Helfferich ging im Jahr 1899 im Alter von 21 Jahren nach Südostasien und Sumatra, anschließend nach Batavia und machte sich selbständig. Zehn Jahre darauf, 1909, wurde er Generaldirektor des von Deutschen Banken und Überseehäusern gegründeten Straits-und-Sunda-Syndikats. 1914 folgte seine Veröffentlichung Die Kulturbanken in Niederländisch Indien, ein Jahr später gründete er die Kolonialzeitschrift Deutsche Wacht. Mit 51 Jahren kehrte Helfferich 1928 nach Hamburg zurück und wurde 1931 Mitglied des Nationalklubs von 1919 in der Ortsgruppe-Naumburg.

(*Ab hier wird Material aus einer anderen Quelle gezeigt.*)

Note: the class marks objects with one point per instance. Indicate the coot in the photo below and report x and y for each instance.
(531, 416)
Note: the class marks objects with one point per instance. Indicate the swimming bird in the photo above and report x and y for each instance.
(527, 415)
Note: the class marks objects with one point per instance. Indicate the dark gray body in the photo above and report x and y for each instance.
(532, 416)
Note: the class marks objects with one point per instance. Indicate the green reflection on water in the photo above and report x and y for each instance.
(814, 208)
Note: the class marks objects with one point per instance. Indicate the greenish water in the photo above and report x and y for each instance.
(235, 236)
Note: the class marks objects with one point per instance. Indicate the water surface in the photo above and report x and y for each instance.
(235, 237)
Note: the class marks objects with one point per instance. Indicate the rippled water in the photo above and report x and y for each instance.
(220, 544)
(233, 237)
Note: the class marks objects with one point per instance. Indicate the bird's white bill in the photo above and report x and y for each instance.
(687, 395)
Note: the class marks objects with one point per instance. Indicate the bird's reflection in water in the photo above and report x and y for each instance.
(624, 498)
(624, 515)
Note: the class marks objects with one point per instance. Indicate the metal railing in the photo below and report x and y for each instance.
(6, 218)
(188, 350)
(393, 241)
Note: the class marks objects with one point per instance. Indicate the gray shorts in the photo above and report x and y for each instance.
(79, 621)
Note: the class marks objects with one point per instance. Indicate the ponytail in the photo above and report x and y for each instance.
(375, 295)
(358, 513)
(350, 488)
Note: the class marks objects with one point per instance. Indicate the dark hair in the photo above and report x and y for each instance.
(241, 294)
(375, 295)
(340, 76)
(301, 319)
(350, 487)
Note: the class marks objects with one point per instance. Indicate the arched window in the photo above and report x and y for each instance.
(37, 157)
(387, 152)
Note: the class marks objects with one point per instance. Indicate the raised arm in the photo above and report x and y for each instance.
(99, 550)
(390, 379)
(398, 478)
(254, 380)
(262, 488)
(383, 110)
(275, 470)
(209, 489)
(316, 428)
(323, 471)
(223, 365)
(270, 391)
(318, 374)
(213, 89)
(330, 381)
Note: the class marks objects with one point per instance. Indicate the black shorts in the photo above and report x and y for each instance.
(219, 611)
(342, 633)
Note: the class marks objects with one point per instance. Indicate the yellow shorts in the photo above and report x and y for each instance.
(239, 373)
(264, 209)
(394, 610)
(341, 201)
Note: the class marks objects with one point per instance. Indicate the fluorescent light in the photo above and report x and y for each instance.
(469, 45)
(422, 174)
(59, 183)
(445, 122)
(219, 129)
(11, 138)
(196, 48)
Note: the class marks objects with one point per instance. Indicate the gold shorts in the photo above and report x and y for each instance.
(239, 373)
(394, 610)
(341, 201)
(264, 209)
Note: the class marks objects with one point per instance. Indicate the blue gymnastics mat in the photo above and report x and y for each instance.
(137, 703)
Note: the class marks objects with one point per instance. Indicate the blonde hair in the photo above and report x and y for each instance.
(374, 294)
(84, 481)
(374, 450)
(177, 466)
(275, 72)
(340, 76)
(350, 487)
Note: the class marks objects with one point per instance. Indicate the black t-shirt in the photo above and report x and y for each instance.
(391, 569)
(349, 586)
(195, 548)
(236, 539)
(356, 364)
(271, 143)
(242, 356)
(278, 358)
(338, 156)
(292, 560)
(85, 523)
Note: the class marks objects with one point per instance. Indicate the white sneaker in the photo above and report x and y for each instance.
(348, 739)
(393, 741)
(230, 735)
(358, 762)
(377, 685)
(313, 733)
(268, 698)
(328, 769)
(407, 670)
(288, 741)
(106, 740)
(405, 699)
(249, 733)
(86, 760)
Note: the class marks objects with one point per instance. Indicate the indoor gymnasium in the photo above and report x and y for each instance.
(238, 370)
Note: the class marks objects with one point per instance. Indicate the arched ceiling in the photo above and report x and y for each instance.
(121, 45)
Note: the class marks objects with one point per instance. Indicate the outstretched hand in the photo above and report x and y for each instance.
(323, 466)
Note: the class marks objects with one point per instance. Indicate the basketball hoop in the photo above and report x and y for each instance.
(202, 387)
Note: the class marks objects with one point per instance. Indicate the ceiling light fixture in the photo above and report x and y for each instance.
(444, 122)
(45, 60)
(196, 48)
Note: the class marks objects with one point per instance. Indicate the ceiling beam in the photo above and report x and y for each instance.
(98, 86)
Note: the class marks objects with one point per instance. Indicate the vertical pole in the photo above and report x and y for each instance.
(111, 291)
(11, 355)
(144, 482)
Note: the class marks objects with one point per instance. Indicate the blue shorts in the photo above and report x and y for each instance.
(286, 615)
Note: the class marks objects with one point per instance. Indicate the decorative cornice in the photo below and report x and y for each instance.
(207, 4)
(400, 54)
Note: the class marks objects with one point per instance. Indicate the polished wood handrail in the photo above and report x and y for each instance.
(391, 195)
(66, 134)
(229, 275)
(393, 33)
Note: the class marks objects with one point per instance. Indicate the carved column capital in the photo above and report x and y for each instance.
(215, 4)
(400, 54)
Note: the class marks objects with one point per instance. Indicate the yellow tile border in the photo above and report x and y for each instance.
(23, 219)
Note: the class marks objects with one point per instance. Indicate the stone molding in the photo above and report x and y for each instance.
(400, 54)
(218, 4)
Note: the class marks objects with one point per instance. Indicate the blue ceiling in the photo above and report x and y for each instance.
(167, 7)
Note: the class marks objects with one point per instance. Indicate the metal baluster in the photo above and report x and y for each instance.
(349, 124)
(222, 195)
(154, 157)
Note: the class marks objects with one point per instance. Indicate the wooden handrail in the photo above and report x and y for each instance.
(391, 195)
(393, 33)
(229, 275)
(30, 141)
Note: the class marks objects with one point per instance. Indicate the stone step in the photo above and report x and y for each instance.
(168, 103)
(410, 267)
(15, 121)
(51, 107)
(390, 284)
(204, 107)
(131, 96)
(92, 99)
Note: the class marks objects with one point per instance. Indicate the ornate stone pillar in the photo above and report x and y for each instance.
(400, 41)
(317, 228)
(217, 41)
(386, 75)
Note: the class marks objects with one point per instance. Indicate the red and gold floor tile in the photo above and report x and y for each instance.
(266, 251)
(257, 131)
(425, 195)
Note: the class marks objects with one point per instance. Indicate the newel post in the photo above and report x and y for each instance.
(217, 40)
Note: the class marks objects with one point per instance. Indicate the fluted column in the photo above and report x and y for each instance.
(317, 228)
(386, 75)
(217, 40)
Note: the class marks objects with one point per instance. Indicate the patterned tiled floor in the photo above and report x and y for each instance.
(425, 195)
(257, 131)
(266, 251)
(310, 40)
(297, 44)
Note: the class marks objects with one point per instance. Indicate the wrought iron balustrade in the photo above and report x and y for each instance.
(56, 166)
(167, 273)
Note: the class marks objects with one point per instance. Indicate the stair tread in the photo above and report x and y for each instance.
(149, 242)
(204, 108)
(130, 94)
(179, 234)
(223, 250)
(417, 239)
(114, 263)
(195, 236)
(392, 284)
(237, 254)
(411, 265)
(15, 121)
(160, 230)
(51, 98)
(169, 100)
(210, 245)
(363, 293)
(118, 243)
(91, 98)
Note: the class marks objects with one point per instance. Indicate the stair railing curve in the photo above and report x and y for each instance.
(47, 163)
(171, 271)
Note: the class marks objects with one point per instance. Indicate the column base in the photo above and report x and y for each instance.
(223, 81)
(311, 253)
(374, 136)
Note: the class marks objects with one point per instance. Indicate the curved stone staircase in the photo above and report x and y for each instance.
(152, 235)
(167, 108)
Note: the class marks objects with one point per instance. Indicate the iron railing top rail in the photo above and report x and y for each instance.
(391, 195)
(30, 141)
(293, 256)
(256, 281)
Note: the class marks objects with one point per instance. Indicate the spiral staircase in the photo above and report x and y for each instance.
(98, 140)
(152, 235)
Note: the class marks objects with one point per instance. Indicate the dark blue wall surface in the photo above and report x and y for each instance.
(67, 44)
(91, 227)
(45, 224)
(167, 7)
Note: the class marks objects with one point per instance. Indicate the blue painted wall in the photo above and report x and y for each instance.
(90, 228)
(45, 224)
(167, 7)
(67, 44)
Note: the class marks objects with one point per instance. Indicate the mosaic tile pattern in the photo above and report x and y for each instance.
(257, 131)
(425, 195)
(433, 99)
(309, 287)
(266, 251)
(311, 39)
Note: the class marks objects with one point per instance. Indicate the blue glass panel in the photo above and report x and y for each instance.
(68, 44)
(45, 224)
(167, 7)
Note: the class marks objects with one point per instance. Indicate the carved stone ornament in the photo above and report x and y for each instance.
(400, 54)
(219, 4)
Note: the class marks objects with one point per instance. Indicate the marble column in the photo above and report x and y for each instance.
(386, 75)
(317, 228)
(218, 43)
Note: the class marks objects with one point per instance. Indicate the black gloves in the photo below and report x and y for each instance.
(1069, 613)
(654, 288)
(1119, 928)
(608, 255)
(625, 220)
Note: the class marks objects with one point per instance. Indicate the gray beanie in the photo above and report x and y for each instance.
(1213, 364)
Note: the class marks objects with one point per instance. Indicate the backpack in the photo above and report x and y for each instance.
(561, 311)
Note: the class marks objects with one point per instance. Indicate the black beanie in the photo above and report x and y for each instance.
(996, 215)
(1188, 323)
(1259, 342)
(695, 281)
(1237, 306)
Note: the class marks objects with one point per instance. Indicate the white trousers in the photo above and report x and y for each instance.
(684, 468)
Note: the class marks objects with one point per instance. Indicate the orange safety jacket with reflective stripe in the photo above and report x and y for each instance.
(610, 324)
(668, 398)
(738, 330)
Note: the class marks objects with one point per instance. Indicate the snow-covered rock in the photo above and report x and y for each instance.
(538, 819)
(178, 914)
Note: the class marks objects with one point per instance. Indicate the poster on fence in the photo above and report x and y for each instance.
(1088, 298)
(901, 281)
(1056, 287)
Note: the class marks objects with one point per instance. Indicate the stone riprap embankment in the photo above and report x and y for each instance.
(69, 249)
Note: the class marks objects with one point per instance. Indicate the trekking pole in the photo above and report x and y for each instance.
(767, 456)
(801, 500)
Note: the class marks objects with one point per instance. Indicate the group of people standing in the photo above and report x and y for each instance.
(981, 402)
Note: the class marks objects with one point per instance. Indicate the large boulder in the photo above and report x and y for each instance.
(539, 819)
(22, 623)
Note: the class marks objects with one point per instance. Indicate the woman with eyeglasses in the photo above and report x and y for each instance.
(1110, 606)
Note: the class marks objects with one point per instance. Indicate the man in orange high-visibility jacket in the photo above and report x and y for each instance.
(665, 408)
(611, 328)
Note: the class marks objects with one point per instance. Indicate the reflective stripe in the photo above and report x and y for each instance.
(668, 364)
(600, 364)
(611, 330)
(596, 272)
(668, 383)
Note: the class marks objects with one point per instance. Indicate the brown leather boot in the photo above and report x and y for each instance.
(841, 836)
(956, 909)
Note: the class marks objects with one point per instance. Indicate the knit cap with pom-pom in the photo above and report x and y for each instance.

Am 19. Novembern 1932 war Emil Helfferich einer der Mitunterzeichner der Eingabe von Industriellen an Paul von Hindenburg mit der Aufforderung, Adolf Hitler zum Reichskanzler zu ernennen. Zudem war er Gründungsmitglied des Keppler-Kreises (später Freundeskreis Heinrich Himmler). Im folgenden Jahr wurde er Vorsitzender des Aufsichtsrats der Hamburg-Amerika-Linie. Er trat am 1. Mai in die NSDAP ein (Mitgliedsnummer 2.727.313). In den Jahren 1933 und 1934 war er Staatsrat und Mitglied des Hamburgischen Senats und wurde 1934 zum Leiter der Abteilung Außenhandel innerhalb der Reichsgruppe Handel. 1935 stieg er zum Präsidiumsmitglied des Aufklärungsausschusses Hamburg-Bremen, dem vom Reichspropagandaministerium die Aufgabe der getarnten NS-Pressepropaganda im Ausland übertragen war, auf. Zum Vorstand der Außenhandelsstelle für die Nordmark wurde Helfferich 1936. Im Jahr 1939 war er Aufsichtsratsvorsitzender der Deutsch-Amerikanischen Petroleum-Gesellschaft (ESSO) in Hamburg, die zu 94 % der Standard Oil of New Jersey gehörte. 1940 reiste er als Vorsitzender des Ostasiatischen Vereins auf dem Landweg nach Tokio. Drei Jahre später bekam er den Ehrendoktor für Wirtschaftswissenschaften der Hamburger Universität.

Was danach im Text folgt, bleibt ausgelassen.